E il messaggio di Veronika era breve:
«Mamma, scusa, non ce la faccio. Lavoro. Inoltre, mi hai rovinato la vita vietandomi di vedere Sasha. Tutti i miei problemi sono colpa tua. Ho sposato un perdente e ora sto soffrendo.»
— Almeno Lena ha menzionato i vecchi rimproveri. Ma Veronika! Quel Sasha — un alcolizzato e un nullafacente! A cosa stava pensando? Si aspettava milioni di dollari? — dissi furiosa, lanciando il telefono lontano.
— Sai com’è la loro natura, sono testarde. Ognuna di loro crede di avere ragione, — disse Grisha.
— E io, ai loro occhi, sbaglio? Volevo solo il meglio per loro! Volevo che Lena avesse una buona istruzione, che Veronika fosse protetta dagli errori. Cos’ho sbagliato?
Mi ricordai la piccola Lena. Certo, a volte le davo uno schiaffo quando non voleva studiare. Ma cos’altro potevo fare? Mi sedevo a spiegarle la stessa cosa dieci volte e lei fissava il cielo dalla finestra! A volte perdevo la pazienza. Poi controllavo i suoi quaderni trascurati, raccoglievo i suoi giocattoli. Solo i genitori fanno così.

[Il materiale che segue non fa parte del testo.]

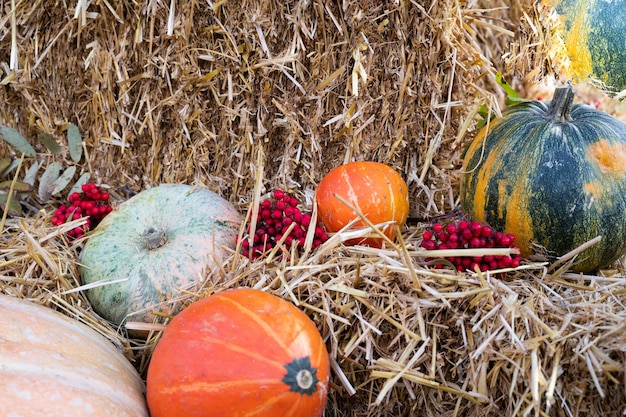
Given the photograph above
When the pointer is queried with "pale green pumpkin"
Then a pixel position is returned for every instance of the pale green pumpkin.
(155, 246)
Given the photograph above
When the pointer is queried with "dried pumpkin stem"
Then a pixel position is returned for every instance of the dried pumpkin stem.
(154, 237)
(561, 104)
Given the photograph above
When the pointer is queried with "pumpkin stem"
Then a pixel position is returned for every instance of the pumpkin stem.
(154, 237)
(561, 104)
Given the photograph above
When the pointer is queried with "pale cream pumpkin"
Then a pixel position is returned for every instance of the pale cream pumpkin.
(54, 366)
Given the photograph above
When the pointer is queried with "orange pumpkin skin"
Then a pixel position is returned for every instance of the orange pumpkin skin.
(237, 353)
(374, 189)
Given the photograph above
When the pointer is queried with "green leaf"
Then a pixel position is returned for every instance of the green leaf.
(60, 183)
(77, 187)
(14, 163)
(14, 209)
(17, 141)
(510, 92)
(75, 142)
(50, 175)
(4, 164)
(50, 142)
(31, 174)
(18, 186)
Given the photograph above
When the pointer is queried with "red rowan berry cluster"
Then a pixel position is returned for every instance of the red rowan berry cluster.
(276, 216)
(91, 203)
(463, 235)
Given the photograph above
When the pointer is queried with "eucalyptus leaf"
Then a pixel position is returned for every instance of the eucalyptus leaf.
(50, 142)
(31, 174)
(78, 186)
(4, 164)
(50, 175)
(14, 163)
(14, 209)
(75, 142)
(18, 186)
(60, 183)
(17, 141)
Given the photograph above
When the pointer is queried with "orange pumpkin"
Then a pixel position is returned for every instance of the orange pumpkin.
(239, 352)
(376, 190)
(53, 366)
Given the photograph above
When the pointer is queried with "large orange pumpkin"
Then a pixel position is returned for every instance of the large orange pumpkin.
(53, 366)
(376, 190)
(239, 352)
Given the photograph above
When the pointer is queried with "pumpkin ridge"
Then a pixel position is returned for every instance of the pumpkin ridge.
(241, 350)
(263, 325)
(218, 386)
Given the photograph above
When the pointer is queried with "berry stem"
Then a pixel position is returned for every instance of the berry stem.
(154, 237)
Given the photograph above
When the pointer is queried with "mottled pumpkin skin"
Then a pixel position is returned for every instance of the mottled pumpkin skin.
(53, 366)
(373, 188)
(229, 355)
(593, 33)
(555, 183)
(198, 225)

— Mamma, a cosa mi serve questa matematica? — si lamentava Lena, singhiozzando sulla sua cartella.
— Senza istruzione laverai pavimenti per tutta la vita! — mi arrabbiavo, stringendole la mano.

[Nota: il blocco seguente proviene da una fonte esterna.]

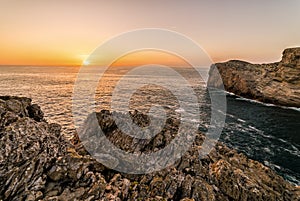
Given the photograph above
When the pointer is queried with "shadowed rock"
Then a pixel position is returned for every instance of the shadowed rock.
(36, 163)
(277, 83)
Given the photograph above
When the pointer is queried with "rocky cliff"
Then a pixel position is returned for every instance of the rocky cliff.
(277, 83)
(37, 163)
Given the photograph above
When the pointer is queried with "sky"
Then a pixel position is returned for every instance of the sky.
(65, 32)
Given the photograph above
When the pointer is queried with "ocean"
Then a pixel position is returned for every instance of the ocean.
(264, 132)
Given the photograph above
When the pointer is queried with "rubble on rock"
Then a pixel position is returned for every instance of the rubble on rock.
(37, 163)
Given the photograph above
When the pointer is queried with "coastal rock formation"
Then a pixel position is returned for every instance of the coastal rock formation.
(37, 163)
(277, 83)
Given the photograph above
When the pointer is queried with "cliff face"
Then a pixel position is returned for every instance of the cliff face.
(36, 163)
(277, 83)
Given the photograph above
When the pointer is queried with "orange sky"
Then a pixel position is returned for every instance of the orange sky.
(65, 32)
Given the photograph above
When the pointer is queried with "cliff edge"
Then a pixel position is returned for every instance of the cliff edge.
(276, 83)
(37, 163)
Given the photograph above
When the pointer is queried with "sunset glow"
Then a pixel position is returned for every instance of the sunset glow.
(66, 32)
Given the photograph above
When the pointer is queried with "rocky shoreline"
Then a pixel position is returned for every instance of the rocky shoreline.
(276, 83)
(37, 163)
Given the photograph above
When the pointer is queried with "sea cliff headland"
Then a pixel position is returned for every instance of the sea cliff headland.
(277, 83)
(38, 163)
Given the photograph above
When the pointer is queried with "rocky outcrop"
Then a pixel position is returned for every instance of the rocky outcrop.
(36, 163)
(277, 83)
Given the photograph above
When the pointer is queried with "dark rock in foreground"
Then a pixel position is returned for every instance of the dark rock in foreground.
(36, 163)
(277, 83)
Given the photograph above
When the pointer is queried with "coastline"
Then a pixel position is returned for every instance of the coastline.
(38, 163)
(275, 83)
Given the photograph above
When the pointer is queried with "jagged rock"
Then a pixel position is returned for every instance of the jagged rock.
(277, 83)
(37, 163)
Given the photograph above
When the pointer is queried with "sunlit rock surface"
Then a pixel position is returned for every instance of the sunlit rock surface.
(37, 163)
(277, 83)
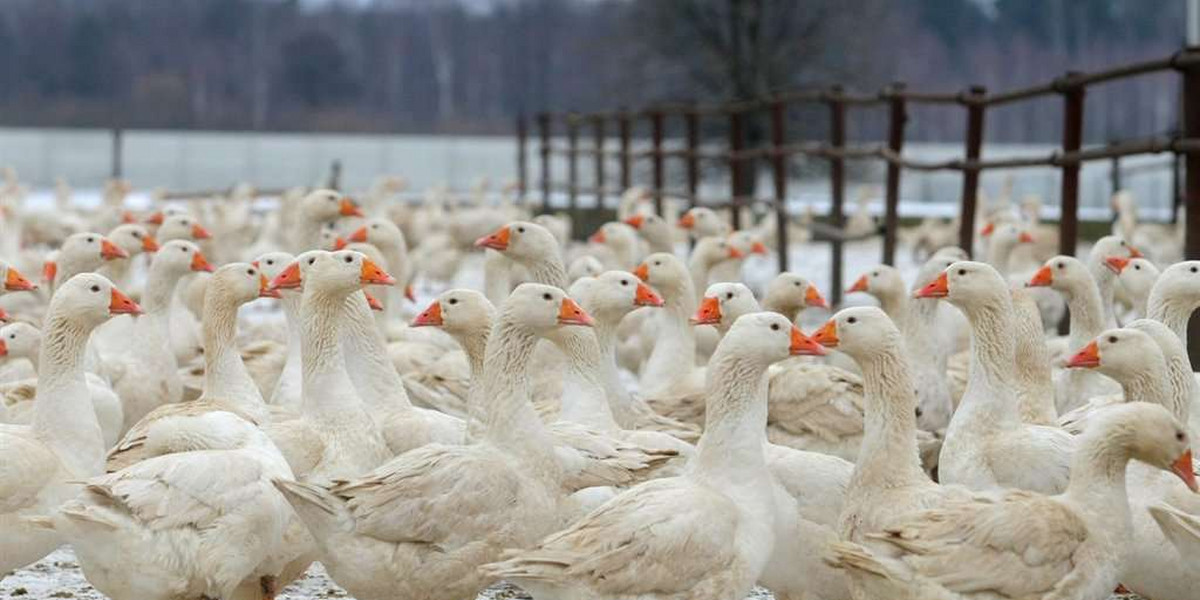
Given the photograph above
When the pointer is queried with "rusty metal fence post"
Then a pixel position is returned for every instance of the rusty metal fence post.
(657, 139)
(898, 117)
(779, 163)
(544, 150)
(736, 168)
(837, 191)
(976, 109)
(1072, 139)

— Ti odio! — urlava lei, divincolandosi e correndo in camera.
Poi, naturalmente, facevo pace con lei. La abbracciavo, mi scusavo. Ma l’amarezza rimaneva — sia in lei che in me.

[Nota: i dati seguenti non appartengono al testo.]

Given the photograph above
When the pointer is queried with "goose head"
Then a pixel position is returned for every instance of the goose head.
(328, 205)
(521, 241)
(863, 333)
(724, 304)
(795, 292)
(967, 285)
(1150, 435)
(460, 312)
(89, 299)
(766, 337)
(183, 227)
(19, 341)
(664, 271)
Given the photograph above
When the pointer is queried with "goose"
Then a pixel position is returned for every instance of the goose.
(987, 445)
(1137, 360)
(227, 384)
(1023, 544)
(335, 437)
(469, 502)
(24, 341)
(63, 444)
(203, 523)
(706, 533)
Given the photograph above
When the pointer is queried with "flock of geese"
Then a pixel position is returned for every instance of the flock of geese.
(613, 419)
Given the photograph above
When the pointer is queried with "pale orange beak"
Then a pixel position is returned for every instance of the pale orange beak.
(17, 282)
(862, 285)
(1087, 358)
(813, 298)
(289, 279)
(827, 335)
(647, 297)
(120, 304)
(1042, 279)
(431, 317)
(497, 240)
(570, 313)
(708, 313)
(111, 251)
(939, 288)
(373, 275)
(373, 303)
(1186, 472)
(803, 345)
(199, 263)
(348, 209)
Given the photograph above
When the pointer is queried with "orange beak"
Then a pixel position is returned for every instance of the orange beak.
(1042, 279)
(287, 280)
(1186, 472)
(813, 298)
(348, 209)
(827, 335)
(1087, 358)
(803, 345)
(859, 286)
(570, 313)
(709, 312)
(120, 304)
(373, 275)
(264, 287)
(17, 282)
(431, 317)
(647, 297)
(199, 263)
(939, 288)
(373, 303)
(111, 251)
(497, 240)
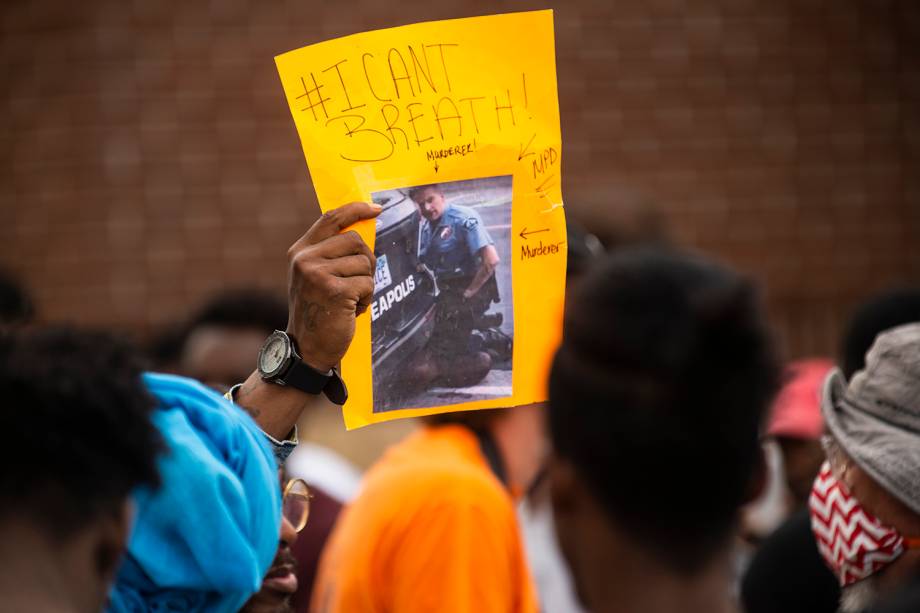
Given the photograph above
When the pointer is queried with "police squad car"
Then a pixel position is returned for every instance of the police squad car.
(405, 292)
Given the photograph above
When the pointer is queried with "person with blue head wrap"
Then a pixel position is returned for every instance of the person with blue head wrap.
(204, 540)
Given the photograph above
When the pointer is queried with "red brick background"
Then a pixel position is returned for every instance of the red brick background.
(147, 155)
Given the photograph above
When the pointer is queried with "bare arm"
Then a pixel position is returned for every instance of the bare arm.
(490, 260)
(330, 283)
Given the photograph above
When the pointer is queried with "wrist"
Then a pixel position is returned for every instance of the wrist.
(317, 362)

E Veronika… era sempre impulsiva. E quel Sasha… non l’ho mai sopportato. Un tipo losco, dallo sguardo sgradevole. Ho visto come la guardava — non con amore, ma con puro desiderio.
— Mamma, amo Sasha! Ci sposiamo! — ripeteva, come un mantra.
— Lui non ti ama! Vuole solo una cosa! — cercavo di convincerla.
— Sei solo gelosa! — urlava, sbattendo la porta.
Le proibii di vederlo. Se ne andò di casa per una settimana. Poi tornò, si scusò. Ma il dolore rimase. Sia in lei che in me.
Adesso vive in un’altra città, con quel fallimento di marito. Affittano un appartamento e non hanno soldi. Chiama di rado, solo quando la sollecito. La conversazione è sempre la stessa: «Ciao. Tutto bene. Lavoro. Ciao.»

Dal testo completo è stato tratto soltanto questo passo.